Yakın zamana kadar khipuları kimin yaptığını gösteren çok az doğrudan kanıt vardı; ancak khipuya eklenen insan saçının bir “imza” işlevi gördüğü ve khipuyu kullanan kişinin onu yapan kişi olduğunu gösterdiği biliniyordu. Bu nedenle araştırmacılar, bir khipudaki saçın seçkin bir erkeğe ait olmasını beklerlerdi. Ancak araştırmacılar yakın zamanda bir khipuyu test ettiklerinde, böyle bir bulguya rastlamadılar.
Science Advances dergisinde yayımlanan araştırma için bir grup araştırmacı, radyokarbon tarihleme ve izotop oranı kütle spektrometrisi kullanarak Geç Ufuk Dönemi İnka tarzı bir khipuyu analiz ederek saç örneğindeki karbon, nitrojen ve kükürt oranlarını ölçtüler ve bu sayede bu kişinin ne zaman ve nerede yaşadığı ve beslenme şeklinin ne olduğu hakkında ipuçları elde ettiler.

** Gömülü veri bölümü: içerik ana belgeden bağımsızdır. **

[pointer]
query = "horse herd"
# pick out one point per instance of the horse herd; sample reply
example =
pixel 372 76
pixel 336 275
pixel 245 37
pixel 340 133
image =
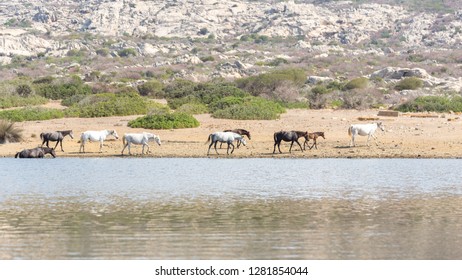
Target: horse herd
pixel 227 136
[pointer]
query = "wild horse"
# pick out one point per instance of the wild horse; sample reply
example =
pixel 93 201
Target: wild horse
pixel 57 136
pixel 38 152
pixel 289 136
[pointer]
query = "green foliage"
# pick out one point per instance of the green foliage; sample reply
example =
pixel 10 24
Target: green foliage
pixel 410 83
pixel 126 52
pixel 193 108
pixel 24 90
pixel 109 104
pixel 183 92
pixel 357 83
pixel 432 104
pixel 9 133
pixel 152 88
pixel 252 108
pixel 17 101
pixel 31 114
pixel 62 90
pixel 264 84
pixel 165 121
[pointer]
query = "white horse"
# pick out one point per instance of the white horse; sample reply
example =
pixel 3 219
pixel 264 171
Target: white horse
pixel 224 137
pixel 96 136
pixel 139 139
pixel 364 130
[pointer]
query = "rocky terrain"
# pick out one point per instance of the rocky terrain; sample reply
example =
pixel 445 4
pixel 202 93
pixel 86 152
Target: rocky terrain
pixel 203 39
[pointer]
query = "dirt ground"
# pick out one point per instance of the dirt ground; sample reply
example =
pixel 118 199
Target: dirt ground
pixel 405 136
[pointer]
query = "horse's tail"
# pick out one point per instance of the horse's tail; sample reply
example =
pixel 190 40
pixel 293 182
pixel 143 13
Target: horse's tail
pixel 208 139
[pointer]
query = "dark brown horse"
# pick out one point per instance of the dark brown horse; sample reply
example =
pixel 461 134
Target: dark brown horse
pixel 57 136
pixel 314 136
pixel 36 153
pixel 240 131
pixel 288 136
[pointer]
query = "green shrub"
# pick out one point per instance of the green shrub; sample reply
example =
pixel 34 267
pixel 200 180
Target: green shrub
pixel 31 114
pixel 62 90
pixel 253 108
pixel 127 52
pixel 432 104
pixel 9 133
pixel 151 88
pixel 410 83
pixel 17 101
pixel 264 84
pixel 193 108
pixel 357 83
pixel 109 104
pixel 165 121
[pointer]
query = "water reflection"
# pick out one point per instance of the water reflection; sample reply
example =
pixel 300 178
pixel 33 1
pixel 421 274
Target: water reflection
pixel 418 228
pixel 288 209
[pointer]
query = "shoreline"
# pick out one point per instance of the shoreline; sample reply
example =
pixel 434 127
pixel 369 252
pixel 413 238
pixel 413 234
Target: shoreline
pixel 405 136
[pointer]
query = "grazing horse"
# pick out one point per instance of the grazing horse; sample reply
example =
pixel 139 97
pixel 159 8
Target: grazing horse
pixel 289 136
pixel 96 136
pixel 139 139
pixel 38 152
pixel 240 131
pixel 364 130
pixel 57 136
pixel 314 136
pixel 224 137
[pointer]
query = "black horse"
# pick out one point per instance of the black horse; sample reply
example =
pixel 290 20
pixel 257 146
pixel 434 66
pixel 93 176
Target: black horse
pixel 36 153
pixel 240 131
pixel 57 136
pixel 314 136
pixel 289 136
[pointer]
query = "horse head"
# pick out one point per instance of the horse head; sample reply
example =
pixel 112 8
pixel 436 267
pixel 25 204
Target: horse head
pixel 114 133
pixel 157 139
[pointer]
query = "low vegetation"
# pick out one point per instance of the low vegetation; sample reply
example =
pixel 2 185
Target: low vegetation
pixel 432 104
pixel 9 132
pixel 165 120
pixel 31 114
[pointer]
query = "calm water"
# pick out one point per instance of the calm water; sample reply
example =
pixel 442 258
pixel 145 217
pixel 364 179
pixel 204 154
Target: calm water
pixel 148 208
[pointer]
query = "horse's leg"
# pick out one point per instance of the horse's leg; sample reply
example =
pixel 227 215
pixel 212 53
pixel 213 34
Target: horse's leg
pixel 232 145
pixel 215 146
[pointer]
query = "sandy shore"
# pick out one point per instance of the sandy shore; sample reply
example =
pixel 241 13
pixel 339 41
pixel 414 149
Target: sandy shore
pixel 406 136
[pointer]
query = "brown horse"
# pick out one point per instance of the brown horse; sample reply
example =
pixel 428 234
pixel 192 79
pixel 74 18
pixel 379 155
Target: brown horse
pixel 36 153
pixel 57 136
pixel 240 131
pixel 314 136
pixel 289 136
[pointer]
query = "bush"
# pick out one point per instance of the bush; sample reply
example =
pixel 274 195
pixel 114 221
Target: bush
pixel 31 114
pixel 151 88
pixel 357 83
pixel 433 104
pixel 63 90
pixel 264 84
pixel 165 121
pixel 17 101
pixel 252 108
pixel 193 108
pixel 9 133
pixel 110 104
pixel 411 83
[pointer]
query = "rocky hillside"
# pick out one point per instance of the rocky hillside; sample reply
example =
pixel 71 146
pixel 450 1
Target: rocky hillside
pixel 201 39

Bulunan veriler ise bu kişinin, düşük hayat şartlarında yaşayan biri olduğunu ortaya çıkardı. Bu kişinin çoğunlukla yumru kök ve yeşilliklerden oluşan bir beslenme düzenine sahip olduğu anlaşıldı. Yani daha çok et ve mısır ağırlıklı bir beslenme düzenine sahip olan İnka elitlerinden biri değildi. İncelenen saçın sahibinin beslenme düzeni, dönemin sıradan insanlarının beslenme düzenine çok daha uygundu.
Dolayısıyla artık Inka toplumlarında khipu’nun sanılandan çok daha yaygın bir araç olduğu genel bir kabul görecek gibi görünüyor.